‘You’re Cordially Invited’ Movie Review: Wedding Comedy Works When It Stays Mean

‘You’re Cordially Invited’ Movie Review: Wedding Comedy Works When It Stays Mean

Photo from Prime Video

From Jeremy Kibler

At the onset, Nicholas Stoller’s high-concept wedding comedy You’re Cordially Invited reminds of another January-released wedding comedy where two characters won’t budge on the same wedding venue (2009’s Bride Wars) — and it’s not a fond memory. Fortunately, this one is actually funny, not consistently but frequently, and at its best when allowing its big stars to be tart and acerbic. Will Ferrell is still doing his lovable doofus Will Ferrell thing, while Reese Witherspoon gets the rare chance to bring an unfiltered bite to her Southern charm. You’re Cordially Invited isn’t anything brilliant, but as a broad comedy with big stars, it’s very watchable. 
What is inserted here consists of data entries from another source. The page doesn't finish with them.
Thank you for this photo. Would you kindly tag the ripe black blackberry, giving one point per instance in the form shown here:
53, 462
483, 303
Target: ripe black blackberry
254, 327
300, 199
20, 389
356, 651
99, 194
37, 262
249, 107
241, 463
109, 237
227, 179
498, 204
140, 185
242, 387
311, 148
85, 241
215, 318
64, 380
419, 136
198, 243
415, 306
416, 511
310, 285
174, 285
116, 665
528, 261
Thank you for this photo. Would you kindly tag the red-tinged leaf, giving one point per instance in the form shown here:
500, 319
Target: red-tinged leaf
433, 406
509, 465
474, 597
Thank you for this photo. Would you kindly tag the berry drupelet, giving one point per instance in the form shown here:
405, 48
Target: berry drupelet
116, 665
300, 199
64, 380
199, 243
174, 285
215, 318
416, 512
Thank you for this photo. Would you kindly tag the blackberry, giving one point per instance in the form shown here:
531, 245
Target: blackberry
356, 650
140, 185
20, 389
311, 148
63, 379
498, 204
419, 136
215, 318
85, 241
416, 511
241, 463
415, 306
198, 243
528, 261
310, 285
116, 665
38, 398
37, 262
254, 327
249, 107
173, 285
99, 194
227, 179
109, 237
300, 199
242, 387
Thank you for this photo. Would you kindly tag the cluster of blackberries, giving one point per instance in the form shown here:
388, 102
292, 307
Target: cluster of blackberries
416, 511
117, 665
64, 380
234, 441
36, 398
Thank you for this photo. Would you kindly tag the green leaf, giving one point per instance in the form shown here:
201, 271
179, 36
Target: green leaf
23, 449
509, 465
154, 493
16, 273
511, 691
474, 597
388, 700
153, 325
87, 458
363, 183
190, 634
Ferrell plays Jim, a widower and a clingy, overeager girl dad who receives the shocking news that his only daughter Jenni (Geraldine Viswanathan) is getting married to her DJ boyfriend Oliver (Stony Blyden). Jim promptly books the adorable inn on Palmetto Island, Georgia, where he and wife tied the knot. Witherspoon plays Margot, a bossy L.A. reality TV producer whose baby sister Neve (Meredith Hagner) is engaged to exotic dancer Dixon (Jimmy Tatro). Margot wants the perfect wedding for her sister, so she books that same venue to which she holds sentimental memories with their beloved grandmother. Once these four families come together—particularly Margot and Neve’s large Southern family, led by a terrifically hyper-critical Celia Weston as the steel magnolia matriarch—Jim and Margot realize the weddings were double booked on the same weekend. What a snafu! The island is only so big, but they actually reach a compromise and share the space. And then they don’t, sabotaging the other’s wedding.
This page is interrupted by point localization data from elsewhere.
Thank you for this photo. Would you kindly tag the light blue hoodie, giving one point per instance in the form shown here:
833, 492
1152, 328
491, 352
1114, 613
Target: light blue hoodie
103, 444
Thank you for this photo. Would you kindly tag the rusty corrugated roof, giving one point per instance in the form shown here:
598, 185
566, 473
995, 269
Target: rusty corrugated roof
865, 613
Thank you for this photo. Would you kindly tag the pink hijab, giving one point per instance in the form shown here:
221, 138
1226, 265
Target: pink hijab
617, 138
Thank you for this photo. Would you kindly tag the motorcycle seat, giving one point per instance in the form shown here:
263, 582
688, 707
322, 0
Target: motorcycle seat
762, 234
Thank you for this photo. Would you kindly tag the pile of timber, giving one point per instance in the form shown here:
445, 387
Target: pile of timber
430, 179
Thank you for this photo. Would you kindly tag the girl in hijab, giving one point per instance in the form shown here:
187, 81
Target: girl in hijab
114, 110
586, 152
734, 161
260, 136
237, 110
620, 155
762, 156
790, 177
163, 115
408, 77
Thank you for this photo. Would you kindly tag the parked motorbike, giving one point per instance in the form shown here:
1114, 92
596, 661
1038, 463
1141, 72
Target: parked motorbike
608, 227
Beyond the setup of a double-booking (which gets a surprisingly dark spin involving the elderly owner), You’re Cordially Invited isn’t without plot misunderstandings to contrive friction and a few moments of slapstick that fall flat. For once, can a matrimonial comedy just leave the wedding cake alone and unhurt? Otherwise, writer-director Stoller makes sure there are enough killer comedic bits with solid setups and payoffs. 
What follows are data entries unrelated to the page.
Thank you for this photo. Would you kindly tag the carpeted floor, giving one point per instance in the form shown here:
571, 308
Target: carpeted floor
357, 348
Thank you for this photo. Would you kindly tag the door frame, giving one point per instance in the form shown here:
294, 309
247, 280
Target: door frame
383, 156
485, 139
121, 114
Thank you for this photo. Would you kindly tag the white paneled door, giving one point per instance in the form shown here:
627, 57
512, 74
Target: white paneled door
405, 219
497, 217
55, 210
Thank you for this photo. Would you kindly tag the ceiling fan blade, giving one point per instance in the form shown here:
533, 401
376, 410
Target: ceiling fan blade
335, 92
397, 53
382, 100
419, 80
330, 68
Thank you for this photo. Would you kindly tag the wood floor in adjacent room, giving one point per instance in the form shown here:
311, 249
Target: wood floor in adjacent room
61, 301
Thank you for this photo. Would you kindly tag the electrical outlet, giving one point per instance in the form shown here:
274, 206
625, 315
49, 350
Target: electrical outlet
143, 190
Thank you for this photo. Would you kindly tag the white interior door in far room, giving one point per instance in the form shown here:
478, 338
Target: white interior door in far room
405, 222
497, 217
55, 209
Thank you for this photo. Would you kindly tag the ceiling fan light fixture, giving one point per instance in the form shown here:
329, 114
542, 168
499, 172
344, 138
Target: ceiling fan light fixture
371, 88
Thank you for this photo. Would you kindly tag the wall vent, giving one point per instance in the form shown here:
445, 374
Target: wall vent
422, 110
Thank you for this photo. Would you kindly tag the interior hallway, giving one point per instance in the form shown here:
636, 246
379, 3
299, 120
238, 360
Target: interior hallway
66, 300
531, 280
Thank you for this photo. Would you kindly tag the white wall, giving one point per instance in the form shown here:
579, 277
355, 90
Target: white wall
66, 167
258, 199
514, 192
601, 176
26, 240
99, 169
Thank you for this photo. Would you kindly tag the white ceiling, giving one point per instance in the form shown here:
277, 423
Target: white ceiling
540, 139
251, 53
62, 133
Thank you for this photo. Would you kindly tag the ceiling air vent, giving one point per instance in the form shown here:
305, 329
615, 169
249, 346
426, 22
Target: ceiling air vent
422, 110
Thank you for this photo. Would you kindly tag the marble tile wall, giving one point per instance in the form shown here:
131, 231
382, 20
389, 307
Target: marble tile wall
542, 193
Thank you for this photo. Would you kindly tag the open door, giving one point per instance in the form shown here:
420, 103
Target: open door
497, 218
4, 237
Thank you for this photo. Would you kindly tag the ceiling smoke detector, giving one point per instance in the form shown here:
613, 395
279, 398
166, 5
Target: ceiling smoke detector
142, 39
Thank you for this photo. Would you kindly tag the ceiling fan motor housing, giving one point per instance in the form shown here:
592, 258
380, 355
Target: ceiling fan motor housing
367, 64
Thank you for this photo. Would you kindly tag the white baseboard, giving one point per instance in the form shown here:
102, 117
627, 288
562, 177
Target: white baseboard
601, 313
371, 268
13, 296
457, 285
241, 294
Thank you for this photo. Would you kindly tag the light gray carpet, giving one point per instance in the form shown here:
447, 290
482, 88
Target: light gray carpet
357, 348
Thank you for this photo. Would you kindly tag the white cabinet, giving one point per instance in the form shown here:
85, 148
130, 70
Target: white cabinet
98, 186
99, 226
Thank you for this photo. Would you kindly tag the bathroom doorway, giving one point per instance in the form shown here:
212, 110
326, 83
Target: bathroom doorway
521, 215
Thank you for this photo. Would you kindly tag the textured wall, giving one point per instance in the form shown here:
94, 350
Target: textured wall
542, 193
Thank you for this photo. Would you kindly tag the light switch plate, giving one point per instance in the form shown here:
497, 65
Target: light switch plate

There’s an inappropriately creepy father-daughter duet to Kenny Rogers and Dolly Parton’s “Islands in the Stream” that gets heads turning. One young wedding guest gets made up by a bride’s make-up artist who also specializes in Marvel effects make-up. A parody of one of Margot’s produced game shows called “Is It Dead?” (think “Is It Cake?” with animals) tees up a later gag involving an alligator. When Jim wants to elongate Jenni’s ceremony, he forces his daughter’s wacky bridesmaid/wedding planner (an exuberant Keyla Monterroso Mejia) to read her dramatic reading Dr. Seuss’ book “Oh, the Places You’ll Go!” 

With comedies like Forgetting Sarah Marshall, The Five-Year Engagement, both Neighbors and Neighbors 2: Sorority Rising, and Bros, writer-director Stoller definitely knows his way around stacking a supporting cast of hilarious scene-stealers. There’s already comedy insurance with Jack McBrayer and Fortune Feimster as inn employees, but there are other standouts. Leanne Morgan is understatedly funny as Margot’s older sister Gwynnie with petty rich people problems, and Rory Scovel has a sneaky delivery as Margot’s brother who only refers to his spouse as “the wife.” 

Reese Witherspoon and Will Ferrell are both pros at not only their timing and delivery of zingers, but they find a little recognizable human motivation in Margot and Jim. She resents everyone in her family besides her sister since starting her fancy career in L.A., and he doesn’t want to let his daughter go; these are relatable feelings and at least bring a grounded level of internal logic to the escalating scenario being played for yuks. Witherspoon, in particular, feels at ease tapping back into the type-A perkiness and prickliness of Tracy Flick. She gets to be mean and unlikable, and that’s more exciting to watch than the normally sunny romantic-comedy lead we’ve seen before. 

When Father of the Bride and Sister of the Other Bride are at each other’s throats, it’s raucously entertaining in a slight, harmless romp sort of way. But then, when the film has to wash its hands of every wedding disaster, it gets uncharacteristically gooey and feels unearned. A romantically jarring epilogue is all wrong; perhaps the film may’ve finished stronger if Margot and Jim just remained friends. Besides that forced conclusion—and a rather desperate musical number during the end credits—You’re Cordially Invited does nail the funny stuff.

Rating: 3/5

You’re Cordially Invited is currently streaming on Prime Video.